Bates backs me up on Esselega’s origins – Wilts and Gloucestershire where he held Ashley, near Malmesbury, and Sutton, near Heytesbury. In Domesday, it was held by Durand of Gloucestershire no mention of an Ashley or Esselega. The lord in 1066 was Aldred.

The village had a church by 1225, dedicated to St. Andrew. By 1317, it was described as a chapel. Sometime near 1841, the church was deemed dilapidated and unfit. It was town down and replaced with the current church.4 Rondo and I spend a bit of time at another church there.

Is this the original church that was torn down?

In searching for more on Felicia, I found almost nothing. This looks like a list of her children  – Sancto-Clare, Felicia de, vi., 319. Gerebert de, v., 18. John de, vi., 319. Pain de, i., 418. Ric. De, vi., 4. Will. De, vi., 319, 460; ix., 70. 5



1 The Oxford Dictionary of Family Names in Britain and Ireland, 2016

2 K.S.B. Keats-Rohan, “Domesday Descendants: A Prosopography of Persons Occurring in English Documents 1066-1166 II: Pipe Rolls to `Cartae Baronum’” (Vol 2) (Hardcover), Boydell Press (April 15, 2002) ISBN-10: 0851158633, ISBN-13: 978-0851158631

3 Bates, Rev.

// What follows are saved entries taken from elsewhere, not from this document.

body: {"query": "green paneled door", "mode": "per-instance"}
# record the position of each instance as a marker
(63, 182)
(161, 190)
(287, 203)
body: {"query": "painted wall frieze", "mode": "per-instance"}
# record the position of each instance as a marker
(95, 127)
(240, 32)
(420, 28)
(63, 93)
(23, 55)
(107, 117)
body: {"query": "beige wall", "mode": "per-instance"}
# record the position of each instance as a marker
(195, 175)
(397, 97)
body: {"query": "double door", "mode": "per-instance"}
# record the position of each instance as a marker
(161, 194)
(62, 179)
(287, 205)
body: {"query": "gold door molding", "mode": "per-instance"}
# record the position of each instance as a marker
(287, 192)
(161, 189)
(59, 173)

E. H., M.A., Paper presented to the Somersetshire Archaeological and Natural History Society “The Family of De Urtaico” published in “Proceedings of the Somersetshire Archaeological and Natural History Society, Volume 42” Published by Taunton: Barnicott and Pearce, Fore Street, 1896

4 British History Online – A P Baggs and M C Siraut, ‘Stoke Trister’, in A History of the County of Somerset: Volume 7, Bruton, Horethorne and Norton Ferris Hundreds, ed. C R J Currie and R W Dunning (London, 1999), pp. 201-208. British History Online http://www.british-history.ac.uk/vch/som/vol7/pp201-208 [accessed 29 March 2023].

5 Website – A Church Near You – https://www.achurchnearyou.com/church/10904/ accessed 10/31/20

5 John Nurse Chadwick, Attorney at Law, “Index Nominum; Being an Index of Christian and Surnames, (with Arms,) Mentioned in Blomefield’s History of Norfolk.” King’s Lynn: Published for the Author. 1862 Page 270.